KARACHI, Oct 24: PIA will start a direct flight to Chicago from next summer as part of its plan to attract new passengers, airlines officials told Dawn.
Chicago has a large Pakistani community which has been demanding a direct flight to the city for sometime. Members of the Pakistani community complain that as the PIA flight comes only to New York, those living in Chicago have to wait at the JFK Airport for four to five hours to catch a connecting flight. This often forces them to take other airlines.
A direct flight, they say, would not only save them from this trouble but would also encourage them to fly PIA.
In the late 1980s, PIA extended its New York flights to Chicago but it was later abandoned.
The community complains that extending the New York flight did not solve its problem as it failed to shorten the flight time.
“Now we plan to fly directly to Chicago from a destination in Europe, probably Manchester or Birmingham,” said PIA’s Chief Operating Officer Khurshid Anwar.
The airlines also plans to upgrade its service to New York and Toronto by 2003.
Khurshid Anwar said at present the airlines sent 190-seater planes to the two cities but in two years it planned to replace them with 310-seaters.
“We are also considering proposals for extending our service to Houston and Los Angeles,” he said.
PIA, he said, also intended to revive its old routes to Mashhad, Tehran, Istanbul and Nairobi.
To reach these new destinations and improve its existing commitments, the airlines plans to buy eight new Boeing aircraft at a cost of $1.6 billion.
A team from the Export-Import Bank of the United States will be visiting Pakistan next week for finalizing part of the deal. Later next month, a PIA team will also be visiting Washington for more talks.
The Ex-Im Bank is financing three of the eight aircraft PIA plans to buy from Boeing.
“We are applying for 85 per cent of the total project cost of $380 million,” said Khurshid Anwar.

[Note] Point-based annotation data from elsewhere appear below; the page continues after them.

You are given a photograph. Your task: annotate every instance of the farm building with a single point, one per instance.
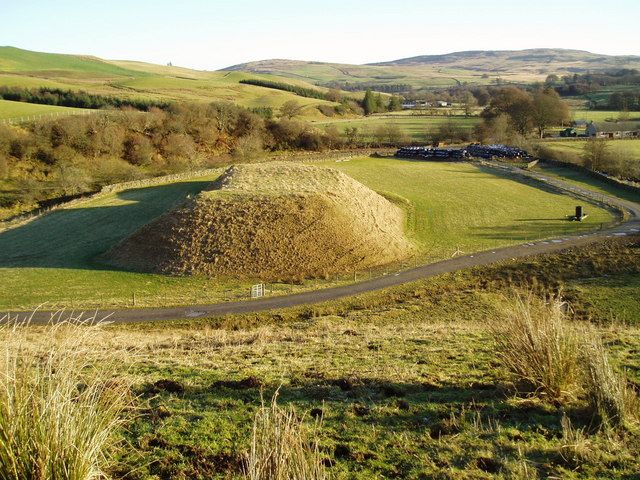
(613, 130)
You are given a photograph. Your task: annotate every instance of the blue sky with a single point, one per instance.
(214, 34)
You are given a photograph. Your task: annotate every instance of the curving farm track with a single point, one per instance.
(631, 225)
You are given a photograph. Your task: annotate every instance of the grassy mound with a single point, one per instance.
(274, 222)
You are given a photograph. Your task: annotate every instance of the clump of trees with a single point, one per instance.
(525, 111)
(68, 156)
(376, 103)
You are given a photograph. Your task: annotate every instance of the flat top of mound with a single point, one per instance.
(274, 221)
(284, 178)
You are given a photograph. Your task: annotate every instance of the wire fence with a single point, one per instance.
(46, 116)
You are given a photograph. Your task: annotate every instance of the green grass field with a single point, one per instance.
(407, 382)
(137, 80)
(16, 110)
(603, 115)
(461, 205)
(454, 205)
(417, 128)
(623, 148)
(580, 179)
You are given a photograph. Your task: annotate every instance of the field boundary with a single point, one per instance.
(628, 226)
(25, 218)
(616, 182)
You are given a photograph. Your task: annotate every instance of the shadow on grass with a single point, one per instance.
(73, 237)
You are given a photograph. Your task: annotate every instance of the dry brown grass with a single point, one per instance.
(59, 410)
(282, 448)
(539, 347)
(609, 396)
(275, 222)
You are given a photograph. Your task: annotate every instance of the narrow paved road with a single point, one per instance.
(630, 226)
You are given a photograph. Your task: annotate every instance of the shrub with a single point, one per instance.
(58, 410)
(281, 447)
(539, 347)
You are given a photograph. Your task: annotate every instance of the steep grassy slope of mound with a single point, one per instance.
(274, 222)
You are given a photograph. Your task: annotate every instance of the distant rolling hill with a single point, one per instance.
(541, 59)
(18, 61)
(479, 67)
(130, 79)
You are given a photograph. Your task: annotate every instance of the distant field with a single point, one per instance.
(454, 206)
(613, 297)
(137, 80)
(624, 148)
(602, 115)
(582, 180)
(416, 128)
(461, 205)
(15, 110)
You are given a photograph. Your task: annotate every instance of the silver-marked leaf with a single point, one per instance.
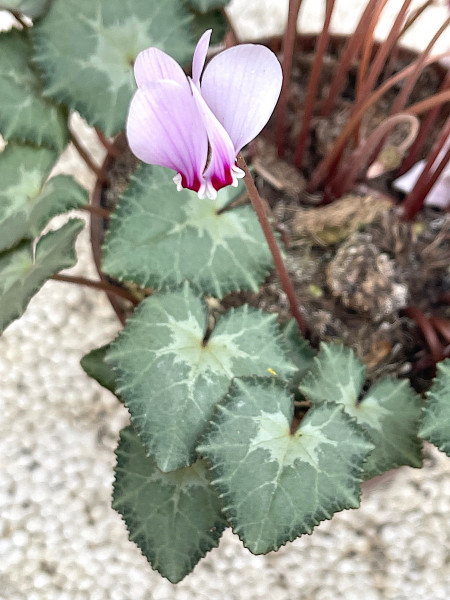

He said that PIA had abandoned a proposal to buy used aircraft from the United Airlines because they did not meet its requirement.
The airlines, he said, was looking for engines that could fly non-stop for 13 to 14 hours as it planed to introduce direct flights to the United States.
The planes offered by the United Airlines were short by three hours, he added.
Besides the eight Boeing, PIA also intends to buy smaller aircraft for domestic use. PIA already has 45 aircraft and employees more than 17,000 people.
Last year, the airlines suffered a loss of Rs2.3 billion but the new management, which took over in April last year, is trying to make it profitable.
During the last six months of the last year, PIA made a profit of Rs400 million which rose to Rs1.4 billion during the first six months of this year.